Vulnérabilité critique dans Gravity SMTP : des pirates exploitent une faille d’information non authentifiée

Par Mag-Info Tech editorial · 2026-06-20

Vulnérabilité critique dans Gravity SMTP : des pirates exploitent une faille d’information non authentifiée

Une faille de sécurité dans un plugin WordPress populaire est actuellement massivement exploitée par des attaquants. Le plugin Gravity SMTP, installé sur plus de 100 000 sites web, contient une vulnérabilité d’information non authentifiée qui permet à des pirates d’accéder à des données sensibles sans avoir besoin de se connecter. Identifiée sous la référence CVE-2026-4020 et classée de sévérité moyenne, cette faille offre pourtant un accès direct à des informations critiques, ce qui en fait un vecteur d’attaque redoutable. Selon les experts de Wordfence, qui surveillent en temps réel des millions de sites protégés, plus de 17 millions d’attaques ont déjà été bloquées depuis la découverte de l’exploitation active. Les administrateurs de sites doivent agir rapidement : une mise à jour vers la version 2.1.5, publiée le 17 mars 2025, corrige le problème. Sans cette mise à jour, les sites restent exposés à des risques majeurs, notamment le vol de données d’authentification et la préparation d’attaques ultérieures.

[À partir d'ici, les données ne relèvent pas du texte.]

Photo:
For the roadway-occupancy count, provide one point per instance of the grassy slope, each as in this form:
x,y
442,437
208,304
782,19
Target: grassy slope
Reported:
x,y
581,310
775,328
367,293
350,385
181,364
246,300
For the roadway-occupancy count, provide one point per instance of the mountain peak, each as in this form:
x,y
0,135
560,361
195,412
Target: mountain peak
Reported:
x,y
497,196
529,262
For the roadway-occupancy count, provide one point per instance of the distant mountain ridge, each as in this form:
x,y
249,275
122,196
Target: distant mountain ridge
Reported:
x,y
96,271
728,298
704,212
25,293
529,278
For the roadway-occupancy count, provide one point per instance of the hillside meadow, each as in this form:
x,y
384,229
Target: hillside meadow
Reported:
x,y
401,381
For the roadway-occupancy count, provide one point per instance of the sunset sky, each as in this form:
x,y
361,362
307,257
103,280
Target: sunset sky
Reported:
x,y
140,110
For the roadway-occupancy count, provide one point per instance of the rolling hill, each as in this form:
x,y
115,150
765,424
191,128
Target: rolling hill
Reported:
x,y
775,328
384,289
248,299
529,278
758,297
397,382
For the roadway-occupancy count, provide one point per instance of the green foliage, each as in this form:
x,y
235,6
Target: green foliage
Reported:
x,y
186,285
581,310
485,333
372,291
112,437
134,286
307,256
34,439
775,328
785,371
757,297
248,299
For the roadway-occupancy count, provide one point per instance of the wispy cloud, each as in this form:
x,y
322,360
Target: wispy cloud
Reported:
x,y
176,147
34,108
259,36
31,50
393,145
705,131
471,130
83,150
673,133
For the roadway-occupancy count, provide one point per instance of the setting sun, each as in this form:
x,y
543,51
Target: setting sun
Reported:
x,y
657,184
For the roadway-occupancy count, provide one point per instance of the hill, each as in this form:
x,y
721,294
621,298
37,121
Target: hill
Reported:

Une faille d’information non authentifiée : comment ça marche ?

La vulnérabilité réside dans un point d’accès REST API mal sécurisé dans Gravity SMTP. Ce point d’accès, situé dans l’API du plugin, est conçu pour retourner un rapport système complet au format JSON lorsqu’il est sollicité. Normalement, ce type d’endpoint devrait vérifier l’identité de l’utilisateur avant de fournir des informations sensibles. Or, dans ce cas précis, la fonction de contrôle d’accès permission_callback retourne systématiquement true, quel que soit l’appelant. Résultat : n’importe qui peut interroger ce service REST sans authentification préalable et récupérer un rapport détaillé sur la configuration du site.

Ce rapport système contient des informations précieuses pour un attaquant. Il inclut notamment les identifiants de connexion utilisés par le plugin pour interagir avec des services d’email tiers (comme SendGrid, Mailgun ou Amazon SES). Ces identifiants, une fois compromis, permettent aux pirates de se faire passer pour le propriétaire légitime du site et d’envoyer des emails en son nom. Mais ce n’est pas tout : le rapport révèle aussi la version exacte de WordPress, des thèmes, des plugins installés et même des configurations spécifiques. Ces données facilitent grandement la planification d’attaques ciblées, car elles permettent aux cybercriminels d’identifier les failles connues des versions logicielles utilisées. En d’autres termes, une faille classée comme “moyenne” peut servir de tremplin pour des attaques bien plus graves.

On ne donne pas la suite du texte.